The Theory of Everything: A Review
Being an arts student, I am not one to be so enthused by a film about physics. Anything to do with science really just sets me up for a good nap. However, James Marsh’s film The Theory of Everything left me reeling. Not only does Marsh report the life of Dr. Stephen Hawking, a scientist who, as the film highlights, never fails to intrigue even the least scientific people. But he also makes physics seem interesting as after the film I wanted to learn about atoms and gravity and whatnot….
The film captures the wonder of Cambridge University with the old buildings and cobbled side-streets. This is coupled with the incredible portrayal of Jane Hawking by Felicity Jones (Like Crazy) whose dedication to the scientist through his diagnosis and life with motor neurone disease (MND) is admirable.
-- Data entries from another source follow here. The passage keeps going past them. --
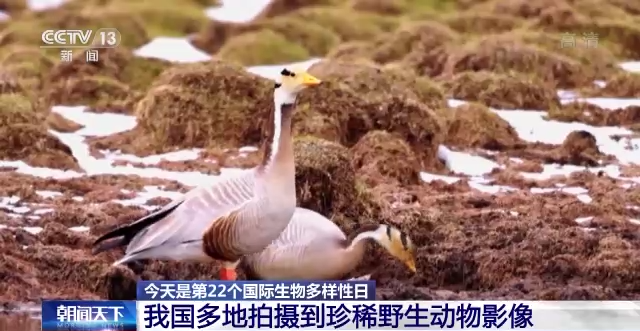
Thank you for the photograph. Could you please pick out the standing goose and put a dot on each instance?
(312, 247)
(236, 216)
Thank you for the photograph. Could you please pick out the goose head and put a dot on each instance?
(398, 244)
(292, 82)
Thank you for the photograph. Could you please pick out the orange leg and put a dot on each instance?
(228, 274)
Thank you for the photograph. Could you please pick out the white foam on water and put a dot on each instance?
(632, 66)
(235, 11)
(172, 49)
(38, 5)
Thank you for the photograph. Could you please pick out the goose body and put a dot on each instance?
(237, 215)
(312, 247)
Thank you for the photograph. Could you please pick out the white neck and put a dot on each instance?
(361, 238)
(280, 97)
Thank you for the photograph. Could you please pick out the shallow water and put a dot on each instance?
(25, 318)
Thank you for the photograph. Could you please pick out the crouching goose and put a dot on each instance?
(312, 247)
(236, 216)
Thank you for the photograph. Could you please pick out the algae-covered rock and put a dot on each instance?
(113, 82)
(501, 56)
(9, 83)
(351, 51)
(24, 137)
(474, 22)
(97, 92)
(318, 125)
(475, 125)
(204, 104)
(379, 155)
(347, 24)
(600, 60)
(375, 83)
(622, 85)
(28, 30)
(413, 36)
(383, 7)
(325, 179)
(28, 64)
(410, 119)
(13, 6)
(313, 37)
(262, 48)
(280, 7)
(503, 91)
Indeed I spent the whole film with a lump of admiration in my throat, trying constantly not to start bawling in the middle of Liverpool ONE Odeon.
I particularly liked how the film’s science is unforced upon the audience. I did not feel out of my depth with it, and yet in many ways it made me want to be a scientist at Cambridge (never going to happen.) Although my presumptions before seeing the film were that it was going to be a scientific film in itself; these are disregarded by its portrayal of, quite simply, a difficult marriage.
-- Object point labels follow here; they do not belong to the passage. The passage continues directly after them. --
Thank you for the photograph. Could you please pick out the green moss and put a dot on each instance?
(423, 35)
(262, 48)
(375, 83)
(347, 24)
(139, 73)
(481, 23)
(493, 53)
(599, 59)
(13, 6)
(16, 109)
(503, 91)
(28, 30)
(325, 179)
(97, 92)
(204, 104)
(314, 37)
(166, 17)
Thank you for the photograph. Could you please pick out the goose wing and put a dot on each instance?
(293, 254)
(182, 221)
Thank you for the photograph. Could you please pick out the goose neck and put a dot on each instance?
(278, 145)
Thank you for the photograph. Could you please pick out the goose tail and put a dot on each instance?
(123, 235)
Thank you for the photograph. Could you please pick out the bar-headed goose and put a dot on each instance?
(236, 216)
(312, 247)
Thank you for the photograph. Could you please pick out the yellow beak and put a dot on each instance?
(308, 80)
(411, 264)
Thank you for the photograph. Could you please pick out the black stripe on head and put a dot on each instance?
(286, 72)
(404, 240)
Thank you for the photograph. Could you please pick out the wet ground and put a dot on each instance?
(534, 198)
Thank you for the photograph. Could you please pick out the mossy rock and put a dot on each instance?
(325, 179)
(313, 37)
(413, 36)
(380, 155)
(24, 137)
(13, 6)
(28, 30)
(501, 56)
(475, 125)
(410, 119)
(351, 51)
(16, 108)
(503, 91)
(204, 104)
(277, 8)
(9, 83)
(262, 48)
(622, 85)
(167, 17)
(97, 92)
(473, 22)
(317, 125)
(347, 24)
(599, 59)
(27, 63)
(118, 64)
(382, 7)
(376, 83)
The acting of Eddie Redmayne (playing Hawking) must not be overlooked. It appears that, following his performance in Les Miserables, Redmayne’s talents are endless. The responsibility of performing as a man who, not only is a globally famous and will be forever, but is also alive and will inevitably have watched the film himself, must have been intense. Yet Redmayne deals with his role with a maturity that gives him authority throughout.
I would recommend this film to anyone (except young children) as it will evoke sadness, wonder, intrigue and even shock at some points. Marsh and his two leading actors should be thoroughly congratulated on conveying the search for the theory of everything.